Competing priorities
It is important to remember that one size does not fit all when it comes to setting up an ASL. Each company has to determine its compliance obligations based on where they do business, what types of business they engage in, their corporate structure, and attendant responsibilities for subsidiaries, affiliates and vendors.
No two institutions have identical ASLs as a result of these differences. In fact, curating the right content set is an essential element of creating a connected ASL. Doing so requires an upfront commitment to make sure that you have identified the resources you will need, and it’s a vital component for the long-term success of the project.
Every company faces competing priorities, so why should this type of compliance program management get a place at the head of the line? Well, there are a variety of negative outcomes for failing to maintain this library. Banks, credit unions and mortgage companies can faces fines, corrective action plans and consent orders, all of which can be costly and publicly embarrassing, eroding the confidence of your clients, business partners and even other regulators.

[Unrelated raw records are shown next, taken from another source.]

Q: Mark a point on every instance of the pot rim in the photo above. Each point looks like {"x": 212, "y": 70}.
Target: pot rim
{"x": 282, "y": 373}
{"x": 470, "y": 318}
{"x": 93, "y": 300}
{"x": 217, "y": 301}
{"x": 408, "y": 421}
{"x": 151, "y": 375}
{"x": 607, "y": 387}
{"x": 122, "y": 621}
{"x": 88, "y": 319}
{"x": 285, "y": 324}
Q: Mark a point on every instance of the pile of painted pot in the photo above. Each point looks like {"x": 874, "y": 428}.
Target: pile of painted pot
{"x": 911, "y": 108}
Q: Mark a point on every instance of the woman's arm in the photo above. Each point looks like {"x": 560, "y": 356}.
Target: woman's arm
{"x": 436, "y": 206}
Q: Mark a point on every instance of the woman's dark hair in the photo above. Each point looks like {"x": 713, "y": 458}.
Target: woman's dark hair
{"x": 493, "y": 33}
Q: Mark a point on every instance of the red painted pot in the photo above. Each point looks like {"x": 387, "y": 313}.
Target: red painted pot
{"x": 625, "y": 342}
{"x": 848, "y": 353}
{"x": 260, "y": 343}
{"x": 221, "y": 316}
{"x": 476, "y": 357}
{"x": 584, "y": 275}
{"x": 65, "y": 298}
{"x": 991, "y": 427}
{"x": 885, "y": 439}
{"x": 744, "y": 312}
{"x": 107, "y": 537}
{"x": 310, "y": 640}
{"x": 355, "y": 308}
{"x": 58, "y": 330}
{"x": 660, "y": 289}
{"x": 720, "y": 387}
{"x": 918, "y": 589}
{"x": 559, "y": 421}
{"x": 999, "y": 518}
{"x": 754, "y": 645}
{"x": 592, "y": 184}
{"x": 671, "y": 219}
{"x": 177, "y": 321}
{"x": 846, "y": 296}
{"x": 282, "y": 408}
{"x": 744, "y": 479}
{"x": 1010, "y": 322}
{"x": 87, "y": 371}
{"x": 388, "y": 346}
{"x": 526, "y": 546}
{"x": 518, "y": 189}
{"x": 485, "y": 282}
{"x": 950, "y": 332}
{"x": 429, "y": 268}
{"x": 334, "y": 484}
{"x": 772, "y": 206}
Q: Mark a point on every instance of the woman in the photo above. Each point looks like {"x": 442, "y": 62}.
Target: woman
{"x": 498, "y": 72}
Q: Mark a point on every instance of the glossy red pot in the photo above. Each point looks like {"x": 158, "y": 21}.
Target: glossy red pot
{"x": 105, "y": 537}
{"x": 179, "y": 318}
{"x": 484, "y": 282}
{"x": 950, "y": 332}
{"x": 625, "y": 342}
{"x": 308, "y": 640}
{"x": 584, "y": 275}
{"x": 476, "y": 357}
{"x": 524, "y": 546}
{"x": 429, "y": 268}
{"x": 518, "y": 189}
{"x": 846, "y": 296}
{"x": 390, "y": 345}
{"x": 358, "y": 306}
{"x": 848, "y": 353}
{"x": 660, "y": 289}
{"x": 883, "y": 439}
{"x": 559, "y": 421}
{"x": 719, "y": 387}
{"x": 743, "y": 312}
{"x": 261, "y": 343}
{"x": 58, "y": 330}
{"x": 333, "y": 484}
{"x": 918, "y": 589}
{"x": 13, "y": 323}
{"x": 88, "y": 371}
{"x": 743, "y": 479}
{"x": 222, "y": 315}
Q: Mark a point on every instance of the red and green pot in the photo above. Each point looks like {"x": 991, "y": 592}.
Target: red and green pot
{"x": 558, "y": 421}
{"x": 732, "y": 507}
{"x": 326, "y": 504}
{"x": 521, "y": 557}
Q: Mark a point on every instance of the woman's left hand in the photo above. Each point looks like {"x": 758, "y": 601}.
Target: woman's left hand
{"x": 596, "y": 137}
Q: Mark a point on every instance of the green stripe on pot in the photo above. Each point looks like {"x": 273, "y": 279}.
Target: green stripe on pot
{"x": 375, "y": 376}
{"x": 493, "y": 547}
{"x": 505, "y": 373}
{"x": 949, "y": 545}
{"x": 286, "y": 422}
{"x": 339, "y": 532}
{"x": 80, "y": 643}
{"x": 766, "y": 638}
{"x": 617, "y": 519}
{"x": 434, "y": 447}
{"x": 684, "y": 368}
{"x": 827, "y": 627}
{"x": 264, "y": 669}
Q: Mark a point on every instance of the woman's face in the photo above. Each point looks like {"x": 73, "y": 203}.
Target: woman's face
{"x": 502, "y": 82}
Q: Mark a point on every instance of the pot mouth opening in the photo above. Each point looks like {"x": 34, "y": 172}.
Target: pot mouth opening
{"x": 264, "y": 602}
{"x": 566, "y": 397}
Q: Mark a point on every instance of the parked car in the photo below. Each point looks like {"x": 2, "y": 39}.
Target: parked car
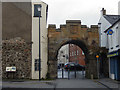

There have also been recent examples in which a record of poor compliance has caused regulators to place limitations on expansion into new geographic locations or lines of business, and to carefully scrutinize proposed mergers and acquisitions. In other words, if the organization cannot prove compliance with its current obligations, it may not be entrusted with new ones.
Delivering proof
Let’s assume that your company has created an ASL of the applicable laws, rules, regulations and guidance, and it is being maintained through a robust regulatory change process. You still need to be able to answer whether you are compliant and offer proof. Being able to demonstrate, document and report compliance — whether to a regulator, an internal audit team or other stakeholders— is achieved through the following tasks:
- Identify the requisite laws, rules, regulations and guidance within your ASL, and establish a sustainable regulatory change management system.
- Validate the continued, connected completeness of your compliance program.
- Develop a comprehensive approach that allows you to report on the integrity of these systems.
A well-documented risk register and controls serve as sources of proof for your compliance program. Failure to perform risk and control assessments may result in these being done for you in a public manner by a regulatory agency.
You may be unsure who is responsible for a particular piece of the compliance program, or you may not have a reliable method to hand off work items within a specific team and across other business units. A spreadsheet that is edited by multiple people may have version-control issues.
Generally speaking, manual processes result in a high volume of busywork for skilled personnel and may not enable them to be able to see through the weeds. If manual processes are problematic, it’s time to think about automation.
Business sense
Effective management of your organization’s key risks, as well as its assessments and controls, is a must-have. It is supported by and through a dynamic ASL. This also makes good business sense and provides the owners of compliance risk management with daily risk intelligence.
A connected ASL provides your institution with documented decision making, task assignments and implementation steps, and it is centrally available to be monitored and reported on year after year. This can occur regardless of changes in leadership or other impacts to the organization.
In other words, you’ll know the laws, rules, regulations and guidance your institution needs to comply with because these are located in your ASL. You’ll know that your institution is in compliance because you’ve made the connections between your regulatory obligations and the elements of your compliance program that manage the risk, and you can prove you are in compliance through the recordkeeping and reporting capabilities of automation.